La nouvelle centrale de police sera construite dans Lebourgneuf.

Centrale de police : un manque de communication explique la hausse des coûts

C’est finalement un manque de communication entre le service de la gestion des immeubles et le service de police qui explique la hausse du coût de construction de la nouvelle centrale de police à Lebourgneuf et la transformation de l’édifice F.-X. Drolet en poste de quartier et Cour municipal dans Saint-Roch.

Le directeur du service de la gestion des immeubles a donné les détails jeudi de la hausse qui fait passer le projet de 40 millions $, selon la première annonce faite en 2016, à 72 millions $.

«En fait, c’était plutôt 50 millions $ initialement. À l’époque, nous avions donné le coût de construction et non pas le coût de projet», explique Jean Rochette. Première erreur. Reste quand même une différence de 22 millions $.

La plus grande partie de ce montant, 36 %, est attribuable à l’ajustement des besoins. «Il y avait une volonté d’obtenir le prix plancher. Bien qu’on a requis les services de la police et de la Cour municipale, on a fait des coupures importantes et une interprétation de leurs besoins sans les consulter», admet M. Rochette. Après vérification des coûts réels dans les palais de justice et autres centrales en province, il a fallu réajuster le prix à la hausse.

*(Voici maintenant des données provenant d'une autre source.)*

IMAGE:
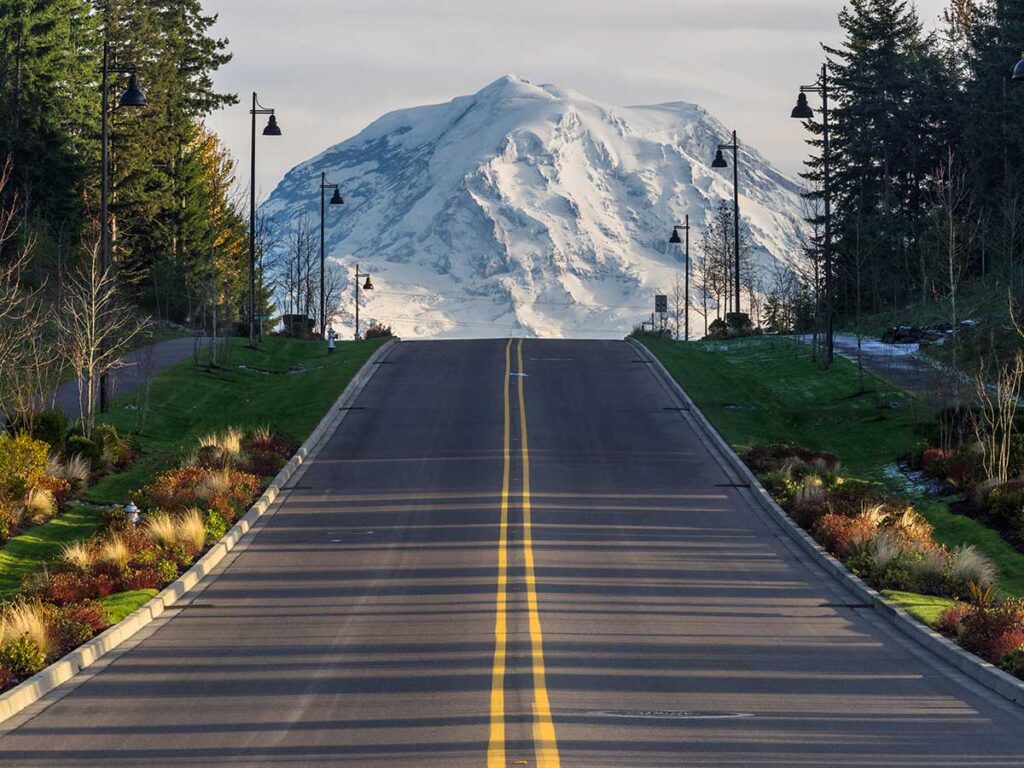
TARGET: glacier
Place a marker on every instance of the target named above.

Comme l’avait mentionné le conseiller Jonatan Julien cette semaine, l’ajout d’équipements liés à la sécurité a fait grimper le prix de construction au mètre carré. À elle seule, la Cour municipale représente 11 % de l’augmentation.

À cela, il faut ajouter 7 % pour la décontamination du terrain, 20 % pour l’ajout d’espaces et 26 % de frais indirects comme les taxes, les frais administratifs et les honoraires.

Malgré la hausse, ce projet est moindre qu’un précédent projet de 85,2 millions $ annoncé en 2014, puis mis sur la glace, parce que jugé trop onéreux.